How to Decide Between In-Person and Online CBT

The clinical evidence stopped being the question a few years ago. CBT for adult anxiety, depression, OCD, and panic produces roughly equivalent outcomes whether you’re in the same room or on a video call. The format does not decide whether the work works.
What format does decide is small things that add up. Whether your client comes to her Tuesday session at all when she’s had a long day. Whether the social anxiety client who can’t face a waiting room actually starts treatment. Whether you can do focused trauma work with someone whose home is also where the trauma material lives.
The way to think about it isn’t “pick one and commit.” The way to think about it is per-client and per-presentation.
Some clients need the room. The agoraphobic client who hasn’t left her flat in eight weeks needs in-person work eventually because the leaving-the-flat is part of the treatment. The client whose home is shared with the partner she’s processing the divorce from can’t do the work online without the partner two metres away. The young man with severe social anxiety needs the experience of arriving at a building, walking past your receptionist, and sitting in a chair across from another person. The room is doing therapeutic work.

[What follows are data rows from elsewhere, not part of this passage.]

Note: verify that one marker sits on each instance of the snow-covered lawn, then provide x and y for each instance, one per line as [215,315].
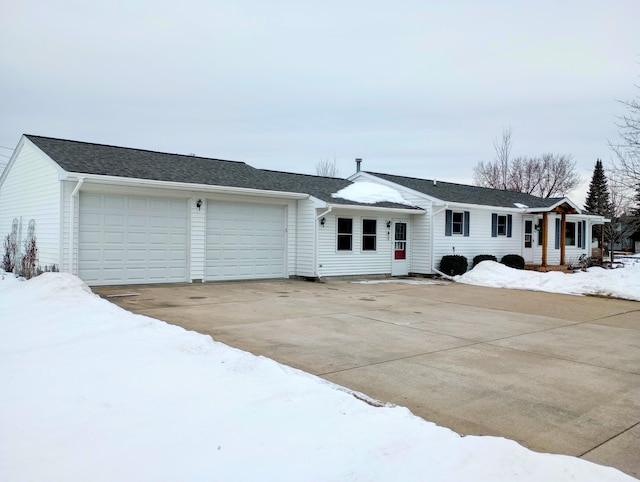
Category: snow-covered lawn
[90,392]
[622,282]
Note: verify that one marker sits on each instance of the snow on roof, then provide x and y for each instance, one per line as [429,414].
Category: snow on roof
[370,193]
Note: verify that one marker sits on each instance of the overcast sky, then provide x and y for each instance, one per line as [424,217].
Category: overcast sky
[418,88]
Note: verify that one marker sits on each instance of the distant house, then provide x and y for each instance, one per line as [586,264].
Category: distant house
[472,220]
[115,215]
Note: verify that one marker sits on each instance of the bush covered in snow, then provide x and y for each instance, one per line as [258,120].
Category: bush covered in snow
[513,261]
[454,265]
[483,257]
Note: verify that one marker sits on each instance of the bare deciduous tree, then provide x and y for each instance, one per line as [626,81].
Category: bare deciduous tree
[328,168]
[627,150]
[546,176]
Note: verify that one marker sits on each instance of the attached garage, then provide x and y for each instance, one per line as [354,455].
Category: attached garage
[132,240]
[245,241]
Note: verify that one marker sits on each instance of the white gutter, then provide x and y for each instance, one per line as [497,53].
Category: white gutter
[72,212]
[185,186]
[433,262]
[316,268]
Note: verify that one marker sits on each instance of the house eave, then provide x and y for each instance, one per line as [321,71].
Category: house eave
[183,186]
[376,208]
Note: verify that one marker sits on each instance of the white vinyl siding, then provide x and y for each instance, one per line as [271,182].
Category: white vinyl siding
[420,227]
[305,240]
[479,241]
[245,241]
[31,190]
[334,262]
[197,242]
[132,240]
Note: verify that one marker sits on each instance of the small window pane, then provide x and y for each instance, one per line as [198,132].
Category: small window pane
[345,230]
[502,225]
[345,225]
[369,231]
[369,226]
[570,234]
[457,223]
[344,242]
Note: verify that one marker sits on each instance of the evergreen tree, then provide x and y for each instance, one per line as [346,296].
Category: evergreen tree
[598,198]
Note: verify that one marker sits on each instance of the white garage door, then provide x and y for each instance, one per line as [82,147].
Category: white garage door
[128,239]
[245,241]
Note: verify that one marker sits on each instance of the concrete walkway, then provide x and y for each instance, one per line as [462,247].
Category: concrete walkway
[556,373]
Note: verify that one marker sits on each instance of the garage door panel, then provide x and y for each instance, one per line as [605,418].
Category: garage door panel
[128,239]
[245,241]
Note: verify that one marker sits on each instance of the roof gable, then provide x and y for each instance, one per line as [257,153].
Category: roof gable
[466,194]
[105,160]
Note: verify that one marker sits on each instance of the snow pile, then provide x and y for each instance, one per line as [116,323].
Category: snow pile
[89,391]
[370,193]
[618,283]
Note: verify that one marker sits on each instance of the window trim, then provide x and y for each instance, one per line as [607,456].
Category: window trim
[344,234]
[448,223]
[370,235]
[495,225]
[576,234]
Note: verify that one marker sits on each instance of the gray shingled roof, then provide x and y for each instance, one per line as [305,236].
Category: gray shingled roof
[461,193]
[88,158]
[319,187]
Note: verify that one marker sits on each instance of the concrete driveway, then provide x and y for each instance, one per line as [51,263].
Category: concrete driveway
[556,373]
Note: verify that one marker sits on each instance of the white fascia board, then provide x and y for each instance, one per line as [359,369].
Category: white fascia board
[16,153]
[553,206]
[317,203]
[480,207]
[359,207]
[183,186]
[394,185]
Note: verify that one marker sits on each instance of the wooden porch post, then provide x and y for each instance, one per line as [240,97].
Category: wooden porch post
[545,231]
[563,237]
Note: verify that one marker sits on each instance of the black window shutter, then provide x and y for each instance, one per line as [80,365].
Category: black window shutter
[448,222]
[466,223]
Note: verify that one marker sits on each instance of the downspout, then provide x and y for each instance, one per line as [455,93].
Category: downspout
[433,263]
[72,212]
[316,269]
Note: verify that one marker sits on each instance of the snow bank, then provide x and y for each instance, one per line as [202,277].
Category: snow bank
[370,193]
[618,283]
[89,391]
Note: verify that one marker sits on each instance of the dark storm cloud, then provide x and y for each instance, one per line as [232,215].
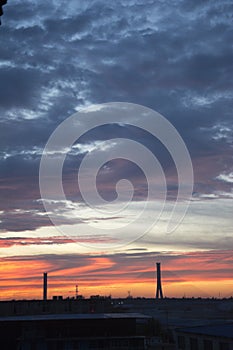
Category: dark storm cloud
[175,57]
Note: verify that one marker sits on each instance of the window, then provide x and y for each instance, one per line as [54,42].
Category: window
[208,344]
[181,342]
[193,344]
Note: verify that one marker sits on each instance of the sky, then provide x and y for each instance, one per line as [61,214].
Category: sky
[58,58]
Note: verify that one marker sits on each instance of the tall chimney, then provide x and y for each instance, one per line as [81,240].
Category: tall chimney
[45,286]
[159,292]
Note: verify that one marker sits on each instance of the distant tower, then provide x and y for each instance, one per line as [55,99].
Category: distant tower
[45,286]
[159,292]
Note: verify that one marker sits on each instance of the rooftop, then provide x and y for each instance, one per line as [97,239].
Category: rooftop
[220,330]
[73,317]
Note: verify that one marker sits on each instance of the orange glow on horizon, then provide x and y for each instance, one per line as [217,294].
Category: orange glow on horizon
[22,278]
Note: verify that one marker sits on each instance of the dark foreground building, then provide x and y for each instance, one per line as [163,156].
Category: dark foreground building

Other clients do better online. The new mother who’d otherwise miss two sessions in three because of childcare comes to every session from her sofa during the baby’s nap. The civil servant whose anxiety is about the daily commute is happier doing his sessions from a quiet room at work during lunch. The trauma client who feels safer in her own space accesses material online that she wouldn’t access in your office.

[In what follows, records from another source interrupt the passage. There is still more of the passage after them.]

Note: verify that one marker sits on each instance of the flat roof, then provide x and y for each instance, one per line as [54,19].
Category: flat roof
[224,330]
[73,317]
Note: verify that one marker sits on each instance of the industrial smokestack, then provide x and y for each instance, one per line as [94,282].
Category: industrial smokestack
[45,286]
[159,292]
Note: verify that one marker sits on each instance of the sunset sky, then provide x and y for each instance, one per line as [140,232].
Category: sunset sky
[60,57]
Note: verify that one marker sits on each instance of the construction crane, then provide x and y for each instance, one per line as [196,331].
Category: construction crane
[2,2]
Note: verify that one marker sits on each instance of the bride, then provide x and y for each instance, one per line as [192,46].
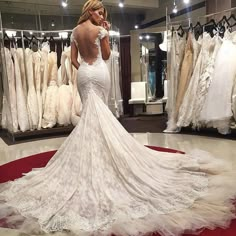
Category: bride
[102,181]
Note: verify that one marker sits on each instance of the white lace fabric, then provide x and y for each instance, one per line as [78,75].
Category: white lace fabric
[102,181]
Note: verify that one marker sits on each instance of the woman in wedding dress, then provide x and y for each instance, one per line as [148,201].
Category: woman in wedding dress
[102,181]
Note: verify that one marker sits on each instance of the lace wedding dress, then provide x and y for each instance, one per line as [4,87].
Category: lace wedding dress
[102,181]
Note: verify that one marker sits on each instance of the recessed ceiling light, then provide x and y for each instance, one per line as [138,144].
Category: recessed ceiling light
[175,10]
[64,3]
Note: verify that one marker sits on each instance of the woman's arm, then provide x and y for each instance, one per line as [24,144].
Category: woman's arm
[74,55]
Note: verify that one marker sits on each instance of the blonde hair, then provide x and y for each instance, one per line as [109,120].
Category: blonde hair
[91,5]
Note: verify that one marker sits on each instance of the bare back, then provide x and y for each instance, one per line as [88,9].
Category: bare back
[86,35]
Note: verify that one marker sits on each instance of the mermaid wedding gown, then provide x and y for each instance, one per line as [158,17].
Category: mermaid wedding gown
[102,181]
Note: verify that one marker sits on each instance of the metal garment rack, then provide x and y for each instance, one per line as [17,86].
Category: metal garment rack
[170,23]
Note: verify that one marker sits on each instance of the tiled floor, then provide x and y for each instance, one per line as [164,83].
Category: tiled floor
[221,148]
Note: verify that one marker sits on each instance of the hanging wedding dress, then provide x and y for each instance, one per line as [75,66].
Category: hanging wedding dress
[37,81]
[177,54]
[188,105]
[220,91]
[32,101]
[44,65]
[13,125]
[205,81]
[64,102]
[103,181]
[115,102]
[50,106]
[20,56]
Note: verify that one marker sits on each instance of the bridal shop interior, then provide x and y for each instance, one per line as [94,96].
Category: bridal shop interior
[173,79]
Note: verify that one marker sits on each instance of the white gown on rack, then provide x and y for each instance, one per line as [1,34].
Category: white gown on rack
[64,101]
[13,124]
[103,181]
[220,91]
[22,111]
[50,105]
[32,101]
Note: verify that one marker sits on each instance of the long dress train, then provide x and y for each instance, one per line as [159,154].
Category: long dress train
[102,181]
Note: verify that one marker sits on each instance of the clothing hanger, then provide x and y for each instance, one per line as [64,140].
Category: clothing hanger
[232,16]
[44,39]
[7,41]
[198,30]
[182,32]
[190,28]
[222,25]
[214,26]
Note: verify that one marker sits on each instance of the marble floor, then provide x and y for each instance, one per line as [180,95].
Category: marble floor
[219,147]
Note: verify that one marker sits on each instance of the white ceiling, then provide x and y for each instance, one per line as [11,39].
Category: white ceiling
[53,7]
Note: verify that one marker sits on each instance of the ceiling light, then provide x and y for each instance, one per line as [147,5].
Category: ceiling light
[175,9]
[64,3]
[11,33]
[114,33]
[63,35]
[121,3]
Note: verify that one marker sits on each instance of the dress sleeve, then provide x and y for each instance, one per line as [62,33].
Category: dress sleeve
[72,39]
[102,33]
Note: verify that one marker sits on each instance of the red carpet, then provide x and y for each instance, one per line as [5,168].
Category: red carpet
[15,169]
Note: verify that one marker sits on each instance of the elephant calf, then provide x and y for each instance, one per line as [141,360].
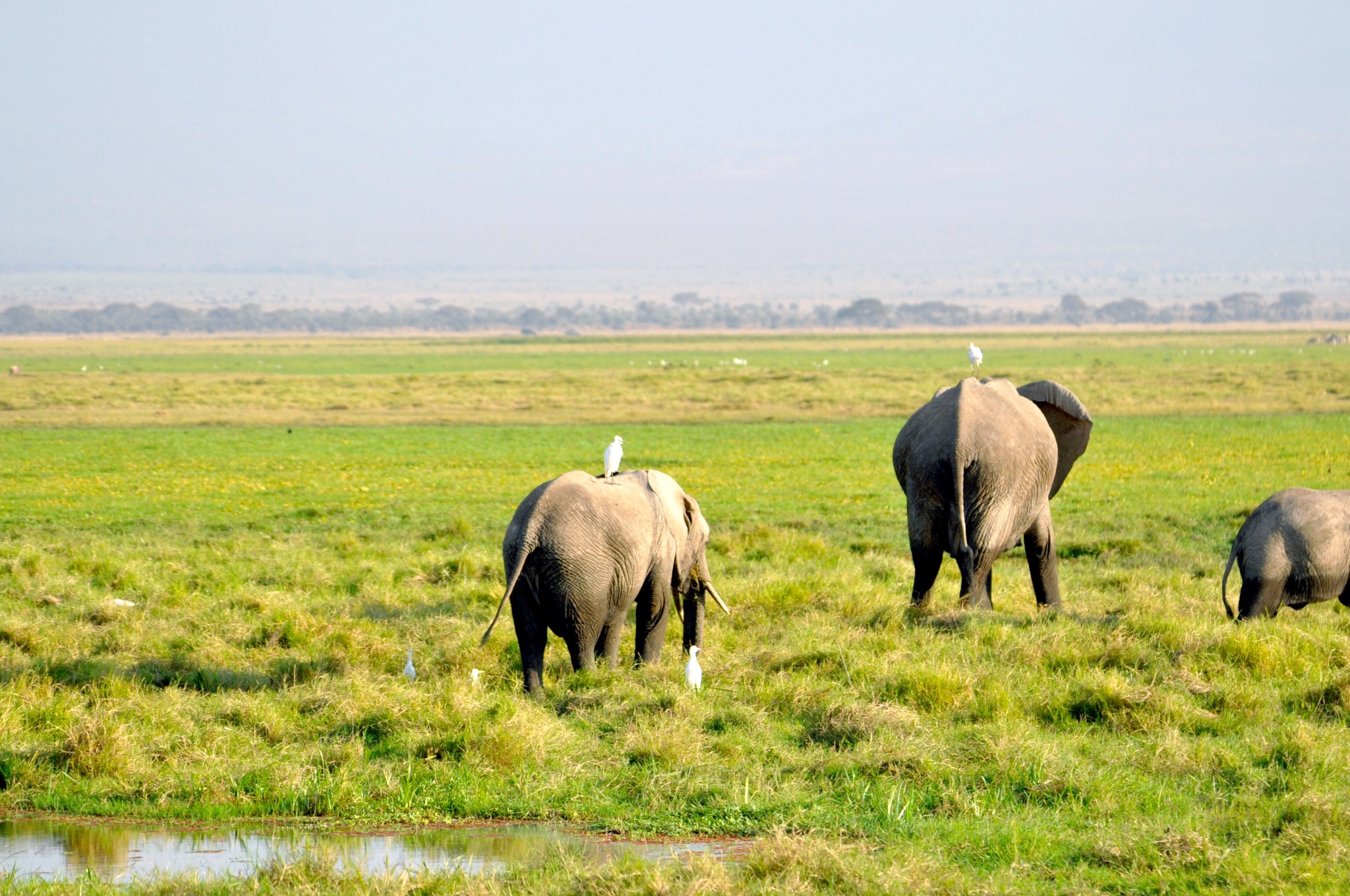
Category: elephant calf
[1292,551]
[581,549]
[979,464]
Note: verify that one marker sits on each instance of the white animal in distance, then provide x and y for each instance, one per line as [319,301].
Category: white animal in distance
[613,455]
[975,356]
[693,671]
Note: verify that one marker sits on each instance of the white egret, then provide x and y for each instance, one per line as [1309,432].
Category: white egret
[613,455]
[693,671]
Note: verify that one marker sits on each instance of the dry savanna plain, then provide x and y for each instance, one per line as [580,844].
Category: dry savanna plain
[289,516]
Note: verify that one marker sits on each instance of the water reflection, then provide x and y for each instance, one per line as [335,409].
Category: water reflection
[50,849]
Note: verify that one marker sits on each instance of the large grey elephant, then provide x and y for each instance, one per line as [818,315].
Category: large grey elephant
[1292,551]
[581,549]
[979,464]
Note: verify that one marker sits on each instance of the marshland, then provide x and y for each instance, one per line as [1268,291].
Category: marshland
[287,517]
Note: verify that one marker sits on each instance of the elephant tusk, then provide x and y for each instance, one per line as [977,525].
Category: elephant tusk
[719,598]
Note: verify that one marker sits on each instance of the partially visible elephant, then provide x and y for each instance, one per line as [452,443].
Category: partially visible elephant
[979,464]
[581,549]
[1292,551]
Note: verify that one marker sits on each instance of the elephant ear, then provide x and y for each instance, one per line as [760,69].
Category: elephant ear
[1070,422]
[688,553]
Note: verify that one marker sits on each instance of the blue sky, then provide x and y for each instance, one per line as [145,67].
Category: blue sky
[944,138]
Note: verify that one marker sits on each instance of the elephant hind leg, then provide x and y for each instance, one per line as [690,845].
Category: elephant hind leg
[928,563]
[610,636]
[582,652]
[976,578]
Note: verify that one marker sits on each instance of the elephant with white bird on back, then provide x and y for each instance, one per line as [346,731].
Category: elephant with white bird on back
[979,464]
[581,549]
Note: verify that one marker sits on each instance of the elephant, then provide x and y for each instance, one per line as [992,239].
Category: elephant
[581,549]
[979,464]
[1292,551]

For your own practice, the decision is also about what your week sustains. In-person requires you to pay rent on a room, handle the building, think about the waiting area. Online requires stable internet, a working camera, a private spot at home where the back wall isn’t full of family photographs. Most therapists who think they prefer one format actually prefer the version of their week that the format produces, which is a different thing.
The hybrid model lets you decide per client. Some clients in person, others on video, with the choice driven by clinical fit. The hybrid model handles the variation without requiring you to commit to one format for everyone.
In my-cbt, each booking specifies in-person or video at the moment of booking. The client knows which one they’re coming to. The case file is identical across formats so your notes, assignments, and records don’t fragment by mode.
Pick by client. Pick by what your week sustains. Stop arguing the format on principle.